# Bella chilling



## Angie NG (Jun 6, 2012)

Bella with her best buddy chilling on a Saturday morning


----------



## VictoriaW (Mar 16, 2011)

After I saw this, I had to run over and take a quick pic of the scene on our couch!


----------



## VictoriaW (Mar 16, 2011)

How do I rotate my pics? They are right-side up on my iPad...


----------



## Angie NG (Jun 6, 2012)

Victoria, 

You need to do it before uploading to site. Go into your photo album on your iPad click on the photo and select edit. You should then have the option at the bottom left to rotate image. Rotate and save...

Hope this helps


----------



## VictoriaW (Mar 16, 2011)

Got it! Thanks!

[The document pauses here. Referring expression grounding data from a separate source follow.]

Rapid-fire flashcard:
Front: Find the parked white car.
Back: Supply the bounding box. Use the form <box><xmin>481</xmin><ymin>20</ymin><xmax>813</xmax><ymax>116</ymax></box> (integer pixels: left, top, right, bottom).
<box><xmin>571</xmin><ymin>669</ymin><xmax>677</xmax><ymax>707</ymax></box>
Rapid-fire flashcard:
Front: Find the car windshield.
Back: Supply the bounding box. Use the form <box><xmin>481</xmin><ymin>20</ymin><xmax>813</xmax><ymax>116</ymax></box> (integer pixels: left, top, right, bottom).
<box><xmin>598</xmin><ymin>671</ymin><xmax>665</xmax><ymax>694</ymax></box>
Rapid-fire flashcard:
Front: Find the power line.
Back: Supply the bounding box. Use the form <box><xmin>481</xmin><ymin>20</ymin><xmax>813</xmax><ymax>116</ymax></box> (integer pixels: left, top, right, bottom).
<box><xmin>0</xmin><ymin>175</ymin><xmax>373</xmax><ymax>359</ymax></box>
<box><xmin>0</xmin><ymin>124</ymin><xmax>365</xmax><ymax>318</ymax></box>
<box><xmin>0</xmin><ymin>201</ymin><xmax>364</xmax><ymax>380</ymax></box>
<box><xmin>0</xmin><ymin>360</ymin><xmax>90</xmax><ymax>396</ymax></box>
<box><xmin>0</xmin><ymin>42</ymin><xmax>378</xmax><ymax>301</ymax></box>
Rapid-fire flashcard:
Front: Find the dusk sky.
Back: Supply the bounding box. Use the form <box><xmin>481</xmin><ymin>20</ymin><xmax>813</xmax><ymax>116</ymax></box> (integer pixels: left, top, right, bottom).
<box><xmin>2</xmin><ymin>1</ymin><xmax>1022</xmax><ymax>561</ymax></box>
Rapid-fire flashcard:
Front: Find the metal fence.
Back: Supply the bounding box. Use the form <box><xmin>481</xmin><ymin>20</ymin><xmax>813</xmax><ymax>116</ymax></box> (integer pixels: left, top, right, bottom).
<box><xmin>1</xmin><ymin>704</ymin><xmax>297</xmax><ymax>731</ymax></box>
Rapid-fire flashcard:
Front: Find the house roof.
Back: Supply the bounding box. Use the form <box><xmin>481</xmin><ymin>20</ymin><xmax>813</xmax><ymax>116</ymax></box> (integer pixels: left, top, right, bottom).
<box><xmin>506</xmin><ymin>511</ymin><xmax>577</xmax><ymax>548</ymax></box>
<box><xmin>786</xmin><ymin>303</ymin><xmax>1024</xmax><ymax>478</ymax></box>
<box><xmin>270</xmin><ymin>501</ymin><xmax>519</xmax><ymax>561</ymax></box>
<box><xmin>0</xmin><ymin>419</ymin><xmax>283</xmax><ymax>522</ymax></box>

Maybe fewer sideways pics from me moving forward.... :-[


----------



## OttosMama (Oct 27, 2011)

V - I love how your kids are reading in all your pics!! It's nice to see


----------



## VictoriaW (Mar 16, 2011)

Thanks, OttoMama! I have to admit that it is a lot easier to snap a picture when someone's nose is in a book than it is when they are chasing each other through the house with Lego spears or Ninja swords....


----------



## Veebers (May 20, 2012)

Ahhhhh just like life here! 😍


----------



## Rachyd03 (Jul 11, 2012)

Flynn and Bella are very similar. I know all v's look like each other but I think you can defiantly tell these two are related. Can't wait to meet up . She looks like she loves your son. I love it when Flynn cuddles up with faith x


----------